The birth-order matters
The most significant way siblings affect your personality may be birth order. There is ample research on how personality forms, adapts and is affected by their environment. Birth Order Theory by Alfred Adler, a famous psychotherapist in the 20th Century, who believed the social and community aspects of a child’s life was just as important as internal thoughts and emotions. Thus, the order in which a child was born impacted his or her personality. Although several exceptions are there already existing around us, most popularly, it has been said that first-born children tend to be more ambitious than their younger siblings. They also tend to be more neurotic, reliable, and at times over-responsible. This is because their first-time parents tend to be far more controlling and attentive with them than their younger siblings. Those caught in the middle tend to be people-pleasers, laid back, and less ambitious. The youngest siblings usually grow up to be charming and likeable.

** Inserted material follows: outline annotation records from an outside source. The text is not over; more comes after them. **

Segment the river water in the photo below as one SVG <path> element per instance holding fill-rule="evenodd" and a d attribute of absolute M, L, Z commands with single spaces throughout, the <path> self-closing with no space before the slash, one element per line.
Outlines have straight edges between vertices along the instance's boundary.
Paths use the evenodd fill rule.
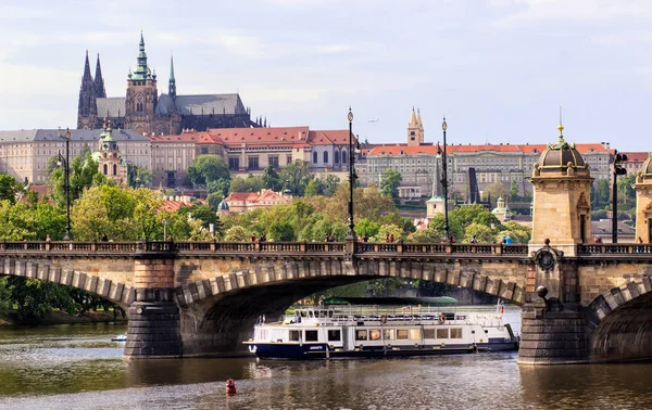
<path fill-rule="evenodd" d="M 505 320 L 519 329 L 518 309 Z M 428 358 L 129 361 L 125 325 L 0 330 L 0 409 L 652 409 L 652 364 Z M 224 381 L 238 394 L 226 397 Z"/>

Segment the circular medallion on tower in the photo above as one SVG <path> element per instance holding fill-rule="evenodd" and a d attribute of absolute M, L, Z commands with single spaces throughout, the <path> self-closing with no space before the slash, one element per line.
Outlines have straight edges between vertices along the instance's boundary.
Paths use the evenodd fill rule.
<path fill-rule="evenodd" d="M 538 169 L 542 174 L 563 172 L 567 174 L 568 168 L 572 172 L 589 174 L 589 167 L 584 156 L 575 149 L 575 144 L 569 144 L 564 140 L 562 131 L 564 126 L 560 124 L 560 138 L 555 144 L 548 144 L 546 151 L 541 153 L 538 162 Z"/>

A recent study on sibling relationships found that individuals with brothers and sisters tend to be empathetic, caring, and more generous than their only-child counterparts. This may be due to a lifetime of learning to share and compromise. While younger siblings teach empathy to their older brothers and sisters; older siblings learn leadership skills and conflict resolution from their younger siblings.
Siblings are our first playmates
Siblings are often our ‘first playmates’. Recent interesting findings have shown that during the early developmental years, by the age of 11, siblings have spent about a third of their time with their siblings together. During early childhood, siblings help one another in language development, better communication, and social interaction, how to stand up for yourself, learning to share. Younger siblings with older siblings tend to develop Theory of Mind (or, the ability to put themselves in someone else’s shoes) much earlier than their peers. As children mature, siblings take on more responsibility, helping one another with schoolwork or friendships outside of the family. While older-younger siblings’ power dynamics or sibling-rivalry are often seen, the power dynamics often melts away as siblings hit late adolescence. After that, everyone is equal, which leads to better conflict resolution. In adulthood, the same relationship turns into a source of comfort.
Siblings and romantic relationships
Believe it or not, researches have shown, having a brother or sister of the opposite sex could even give you a boost in the dating world, simply because opposite-sex sibling found it easier to make conversation with potential romantic partners. Similarly, growing up in a big family with many siblings may make you less likely to get divorced. The study suggests, having more siblings means more experience dealing with others, and that seems to provide additional help in dealing with a relationship as an adult.
Siblings on your mental health
Growing up with siblings are frequently associated with lower levels of loneliness and depression, and higher levels of self-esteem. Even from infancy, siblings reliably turn to older siblings for comfort during times of stress, and as they grow up, those bonds are key for helping siblings navigate difficult life events, particularly shared ones, such as the illness or death of a parent. Also, a Swedish study of people in their 80s found a correlation between participants who said they had a happy relationship with their siblings and overall satisfaction with life.
Even though good sibling relationships are the norm, negative or bad relationships happen and can have strongly negative effects. Difficult, conflictual, and even violent relationships interfere with a child’s development. Some studies suggest that up to 80% of children report being bullied by their brothers or sisters; in extreme cases, sibling bullying can lead to depression and self-harm, or even teach victims to bully others, in return. Many children also go through separation anxiety disorder where sometimes, they experience excessive anxiety regarding separation from a parent after the birth of a sibling.